The TowTruck object is an event emitter. It uses the style of TowTruck.on("event", handler). The available events:

  • TowTruck.on("ready", function () {}): emitted when TowTruck is fully started up.
  • TowTruck.on("close", function () {}): emitted when TowTruck is closed. This is not emitted when the page simply closes or navigates elsewhere. It is only closed when TowTruck is specifically stopped.

Deferring Initialization

TowTruck starts up automatically as soon as it can, especially when continuing a session. Sometimes this is problematic, like an application that bootstraps all of its UI after page load. To defer this initialization, define a function TowTruckConfig_callToStart like:

TowTruckConfig_callToStart = function (callback) {
  MyApp.onload = callback;
};

In this example when MyApp.onload() is called, TowTruck will start to initialize itself. Note that calling TowTruck.reinitialize() might be sufficient for your application's needs if it does a lot of setup after the page loads.

Getting At The Innards

You can still get at TowTruck, even if you can't rely on the internals not to change underneath you. (You would be well recommended to deploy your own copy of the client if you do this stuff.)

Most of the TowTruck features are implemented as individual modules, so it should be possible to introduce your own module to do many of the same things. The most important thing is the session module, and sending and receiving messages.

To get the session module (or any module) you can run this after TowTruck starts:

var session = TowTruck.require("session");

This assumes that the module has already been loaded... but that assumption would be correct once TowTruck has started.

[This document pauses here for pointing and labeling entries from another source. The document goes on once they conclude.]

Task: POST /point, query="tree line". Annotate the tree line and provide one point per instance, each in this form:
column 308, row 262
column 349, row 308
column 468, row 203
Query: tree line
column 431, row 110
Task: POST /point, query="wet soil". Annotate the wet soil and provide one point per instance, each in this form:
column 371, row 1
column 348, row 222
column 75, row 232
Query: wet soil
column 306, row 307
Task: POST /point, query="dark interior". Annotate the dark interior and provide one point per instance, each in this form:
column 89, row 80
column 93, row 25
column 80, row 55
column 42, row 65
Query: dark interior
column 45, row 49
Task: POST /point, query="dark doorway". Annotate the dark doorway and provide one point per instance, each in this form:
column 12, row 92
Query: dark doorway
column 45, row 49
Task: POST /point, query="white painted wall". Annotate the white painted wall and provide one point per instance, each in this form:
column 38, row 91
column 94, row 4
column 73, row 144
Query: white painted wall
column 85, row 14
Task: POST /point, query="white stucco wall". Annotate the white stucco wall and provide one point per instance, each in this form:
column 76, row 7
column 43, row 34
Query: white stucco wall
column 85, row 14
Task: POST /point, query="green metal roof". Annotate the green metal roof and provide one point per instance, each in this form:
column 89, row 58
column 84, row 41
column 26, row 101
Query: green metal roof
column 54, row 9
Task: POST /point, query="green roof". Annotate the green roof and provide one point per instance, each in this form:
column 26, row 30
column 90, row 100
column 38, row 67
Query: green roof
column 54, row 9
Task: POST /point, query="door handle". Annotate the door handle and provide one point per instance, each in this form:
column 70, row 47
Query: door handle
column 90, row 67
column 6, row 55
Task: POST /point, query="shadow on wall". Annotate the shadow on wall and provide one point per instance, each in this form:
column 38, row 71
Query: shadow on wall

Then there are two interesting methods:

session.send({type: "my-custom-type", attr: value});
session.hub.on("my-custom-type", function (msg) {
  alert(msg.value);
});

I.e., session.send() and session.hub.on(). As you can see the messages are dispatched based on msg.type. These messages are broadcasted to all other participants. Note that the messages are always sent, even if the other person is at a different URL. To check if an incoming message comes from a person on the same page as you, check msg.sameUrl (msg.url shows the actual URL of the other person).